The Shucker’s Booktique

J.C.
McKenzie
Genre: 
Paranormal

Willa assumes proprietorship of her aunt’s bookstore in Lobster Cove. On a stormy night, the mysterious Lon Devlin bangs on her door. He’s looking for her Aunt Jenny, but so are Willa and the police. Licking her emotional wounds from a broken engagement, Willa is ordered to run the bookstore by her greedy mother. She’s a dishrag, bending to everyone else’s needs until she allows Lon to enter her doorway. There’s a spark between them - the supernatural kind.  

 

Cinderella meets water sprite in this contemporary fairytale! The title is wonderful, the premise of the plot seriously enticing. Lon’s character is rugged and robust, although a female voice slips into his dialogue. Willa is an emotional mop with too many lines begging the reader to feel sorry for her.
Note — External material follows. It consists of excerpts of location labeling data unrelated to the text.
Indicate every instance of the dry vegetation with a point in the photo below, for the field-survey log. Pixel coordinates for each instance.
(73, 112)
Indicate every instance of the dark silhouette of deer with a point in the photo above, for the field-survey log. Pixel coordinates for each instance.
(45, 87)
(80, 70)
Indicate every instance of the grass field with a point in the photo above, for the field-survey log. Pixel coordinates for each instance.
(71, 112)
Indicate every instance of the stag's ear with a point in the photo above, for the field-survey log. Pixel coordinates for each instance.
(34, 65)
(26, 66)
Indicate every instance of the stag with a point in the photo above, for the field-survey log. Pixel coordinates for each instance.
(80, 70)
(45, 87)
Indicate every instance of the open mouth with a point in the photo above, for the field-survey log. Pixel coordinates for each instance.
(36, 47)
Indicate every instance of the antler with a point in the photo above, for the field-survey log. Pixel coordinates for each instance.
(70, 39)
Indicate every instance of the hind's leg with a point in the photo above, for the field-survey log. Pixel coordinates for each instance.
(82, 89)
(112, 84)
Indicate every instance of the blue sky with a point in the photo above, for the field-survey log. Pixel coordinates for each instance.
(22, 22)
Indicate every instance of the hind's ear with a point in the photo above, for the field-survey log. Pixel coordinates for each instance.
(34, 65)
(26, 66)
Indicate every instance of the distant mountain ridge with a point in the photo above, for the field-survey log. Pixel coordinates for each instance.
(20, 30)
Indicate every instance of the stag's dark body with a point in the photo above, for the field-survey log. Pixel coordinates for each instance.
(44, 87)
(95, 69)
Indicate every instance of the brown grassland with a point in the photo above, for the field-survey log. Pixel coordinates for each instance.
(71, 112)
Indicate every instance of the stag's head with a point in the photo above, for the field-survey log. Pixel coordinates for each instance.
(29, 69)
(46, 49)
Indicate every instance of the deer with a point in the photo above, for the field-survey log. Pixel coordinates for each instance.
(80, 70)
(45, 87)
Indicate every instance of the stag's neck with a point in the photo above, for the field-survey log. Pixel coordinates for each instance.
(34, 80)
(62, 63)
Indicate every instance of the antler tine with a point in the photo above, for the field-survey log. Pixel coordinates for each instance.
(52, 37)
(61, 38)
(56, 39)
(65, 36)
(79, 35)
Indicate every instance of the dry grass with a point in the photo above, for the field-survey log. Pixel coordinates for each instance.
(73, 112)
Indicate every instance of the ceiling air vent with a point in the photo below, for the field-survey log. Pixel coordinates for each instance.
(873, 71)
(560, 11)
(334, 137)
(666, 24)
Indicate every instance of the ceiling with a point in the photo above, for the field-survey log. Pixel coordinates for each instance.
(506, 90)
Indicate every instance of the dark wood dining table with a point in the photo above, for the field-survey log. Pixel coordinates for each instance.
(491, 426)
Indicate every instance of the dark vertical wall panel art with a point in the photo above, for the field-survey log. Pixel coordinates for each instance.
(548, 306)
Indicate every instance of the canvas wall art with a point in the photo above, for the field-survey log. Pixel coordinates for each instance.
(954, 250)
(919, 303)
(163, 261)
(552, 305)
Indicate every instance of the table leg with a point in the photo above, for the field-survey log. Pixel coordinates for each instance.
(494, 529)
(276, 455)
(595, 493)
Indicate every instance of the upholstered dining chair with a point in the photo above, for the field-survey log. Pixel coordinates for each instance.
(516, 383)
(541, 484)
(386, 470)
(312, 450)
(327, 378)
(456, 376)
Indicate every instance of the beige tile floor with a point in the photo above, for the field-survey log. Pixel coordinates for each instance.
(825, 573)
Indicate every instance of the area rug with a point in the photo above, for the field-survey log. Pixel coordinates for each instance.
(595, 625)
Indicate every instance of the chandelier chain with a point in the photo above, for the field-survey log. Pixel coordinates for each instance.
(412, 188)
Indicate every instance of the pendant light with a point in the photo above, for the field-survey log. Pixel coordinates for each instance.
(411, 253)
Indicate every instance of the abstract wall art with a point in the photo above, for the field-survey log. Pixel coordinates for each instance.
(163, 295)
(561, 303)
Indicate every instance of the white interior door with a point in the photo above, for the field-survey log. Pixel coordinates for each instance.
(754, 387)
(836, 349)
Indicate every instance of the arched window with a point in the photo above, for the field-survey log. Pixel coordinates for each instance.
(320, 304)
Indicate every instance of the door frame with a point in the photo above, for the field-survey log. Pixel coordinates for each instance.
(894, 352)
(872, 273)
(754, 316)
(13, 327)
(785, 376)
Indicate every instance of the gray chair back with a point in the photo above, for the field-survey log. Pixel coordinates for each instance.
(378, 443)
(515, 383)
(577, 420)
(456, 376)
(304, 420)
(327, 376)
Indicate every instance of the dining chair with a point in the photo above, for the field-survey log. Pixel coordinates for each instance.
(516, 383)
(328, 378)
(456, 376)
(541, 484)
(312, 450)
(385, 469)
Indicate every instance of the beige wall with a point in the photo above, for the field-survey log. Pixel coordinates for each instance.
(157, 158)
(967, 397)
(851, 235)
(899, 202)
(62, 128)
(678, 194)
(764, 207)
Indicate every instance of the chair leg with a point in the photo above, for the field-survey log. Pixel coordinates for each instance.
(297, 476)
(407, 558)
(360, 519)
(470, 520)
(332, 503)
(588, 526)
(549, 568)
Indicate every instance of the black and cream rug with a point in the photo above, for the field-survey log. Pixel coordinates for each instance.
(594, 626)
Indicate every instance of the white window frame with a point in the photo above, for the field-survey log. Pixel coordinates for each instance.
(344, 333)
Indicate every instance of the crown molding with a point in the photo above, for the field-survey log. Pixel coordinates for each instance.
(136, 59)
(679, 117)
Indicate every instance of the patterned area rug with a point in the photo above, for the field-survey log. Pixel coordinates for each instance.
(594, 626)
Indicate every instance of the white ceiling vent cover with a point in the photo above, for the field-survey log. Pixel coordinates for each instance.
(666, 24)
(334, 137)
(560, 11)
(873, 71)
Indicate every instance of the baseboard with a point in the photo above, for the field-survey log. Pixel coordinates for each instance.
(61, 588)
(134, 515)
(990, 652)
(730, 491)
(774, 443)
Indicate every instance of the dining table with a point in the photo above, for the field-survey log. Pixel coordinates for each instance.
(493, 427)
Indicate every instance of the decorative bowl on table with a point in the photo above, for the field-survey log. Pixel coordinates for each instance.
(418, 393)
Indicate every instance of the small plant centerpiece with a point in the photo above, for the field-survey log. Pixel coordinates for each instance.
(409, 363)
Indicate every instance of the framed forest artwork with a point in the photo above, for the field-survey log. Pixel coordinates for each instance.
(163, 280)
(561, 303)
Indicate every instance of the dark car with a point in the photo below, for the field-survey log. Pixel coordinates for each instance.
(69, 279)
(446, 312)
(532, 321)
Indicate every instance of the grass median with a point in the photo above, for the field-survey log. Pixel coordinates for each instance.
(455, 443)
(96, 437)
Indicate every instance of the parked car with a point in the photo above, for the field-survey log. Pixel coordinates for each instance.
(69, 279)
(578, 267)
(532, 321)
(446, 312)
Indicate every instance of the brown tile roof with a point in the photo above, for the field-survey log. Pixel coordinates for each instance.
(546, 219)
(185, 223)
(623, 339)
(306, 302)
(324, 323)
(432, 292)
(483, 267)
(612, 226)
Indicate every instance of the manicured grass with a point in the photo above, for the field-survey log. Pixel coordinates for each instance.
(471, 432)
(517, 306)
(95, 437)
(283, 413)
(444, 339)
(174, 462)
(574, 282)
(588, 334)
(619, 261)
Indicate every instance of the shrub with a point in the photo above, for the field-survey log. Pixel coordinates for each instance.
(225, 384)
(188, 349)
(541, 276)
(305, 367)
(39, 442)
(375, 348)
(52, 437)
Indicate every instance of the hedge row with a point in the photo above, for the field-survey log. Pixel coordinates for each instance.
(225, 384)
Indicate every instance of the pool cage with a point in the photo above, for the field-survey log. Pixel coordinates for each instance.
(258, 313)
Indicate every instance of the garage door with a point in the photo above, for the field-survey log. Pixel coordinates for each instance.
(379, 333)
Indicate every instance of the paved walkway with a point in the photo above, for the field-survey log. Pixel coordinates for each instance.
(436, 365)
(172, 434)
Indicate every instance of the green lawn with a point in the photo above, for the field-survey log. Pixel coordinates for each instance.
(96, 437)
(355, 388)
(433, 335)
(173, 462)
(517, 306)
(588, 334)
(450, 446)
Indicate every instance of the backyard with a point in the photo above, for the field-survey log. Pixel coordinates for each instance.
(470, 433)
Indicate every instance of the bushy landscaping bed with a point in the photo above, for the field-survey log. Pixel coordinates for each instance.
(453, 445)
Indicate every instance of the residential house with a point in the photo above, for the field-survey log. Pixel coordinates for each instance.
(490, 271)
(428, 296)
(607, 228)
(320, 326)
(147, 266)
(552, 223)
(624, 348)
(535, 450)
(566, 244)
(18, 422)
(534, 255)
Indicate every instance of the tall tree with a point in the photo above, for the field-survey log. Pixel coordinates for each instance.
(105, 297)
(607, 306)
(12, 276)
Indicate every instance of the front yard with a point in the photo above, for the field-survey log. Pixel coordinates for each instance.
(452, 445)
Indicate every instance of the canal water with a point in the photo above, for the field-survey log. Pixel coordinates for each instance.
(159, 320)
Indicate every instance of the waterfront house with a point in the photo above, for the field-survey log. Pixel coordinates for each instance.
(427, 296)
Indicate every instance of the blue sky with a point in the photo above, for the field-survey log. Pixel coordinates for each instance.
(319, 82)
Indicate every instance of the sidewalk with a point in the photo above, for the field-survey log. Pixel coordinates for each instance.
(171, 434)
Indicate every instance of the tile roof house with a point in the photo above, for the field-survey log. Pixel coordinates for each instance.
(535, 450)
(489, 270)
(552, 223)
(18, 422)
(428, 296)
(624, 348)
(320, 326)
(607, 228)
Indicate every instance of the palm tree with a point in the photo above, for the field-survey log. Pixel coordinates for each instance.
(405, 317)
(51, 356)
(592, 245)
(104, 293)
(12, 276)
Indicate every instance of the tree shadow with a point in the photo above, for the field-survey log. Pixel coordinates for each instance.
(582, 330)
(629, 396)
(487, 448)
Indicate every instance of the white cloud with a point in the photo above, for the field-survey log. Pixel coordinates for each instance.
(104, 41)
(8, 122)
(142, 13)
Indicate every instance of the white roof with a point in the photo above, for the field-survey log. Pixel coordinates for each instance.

Odd prose pops up too often. “In the distance, the eerie, low moan of a foghorn announced a ship coming home.” Foghorns don’t announce ships. Foghorns are automated or manually activated when visibility is reduced by fog. It’s imperative for an author to do her research. The melodrama is thick as fog, but cutting through it with a knife won’t help weak writing and grammatical errors. Why would talking to a tree leave Willa’s muscles aching from the effort? Doesn’t make sense. Or, “Lon stood exactly as he had before, as if only his mouth moved,” pulls a reader from the story.

“The Shucker’s Booktique” has a cliff-hanger ending. If more attention to the craft of writing is applied, there’s a fun future in store for this series.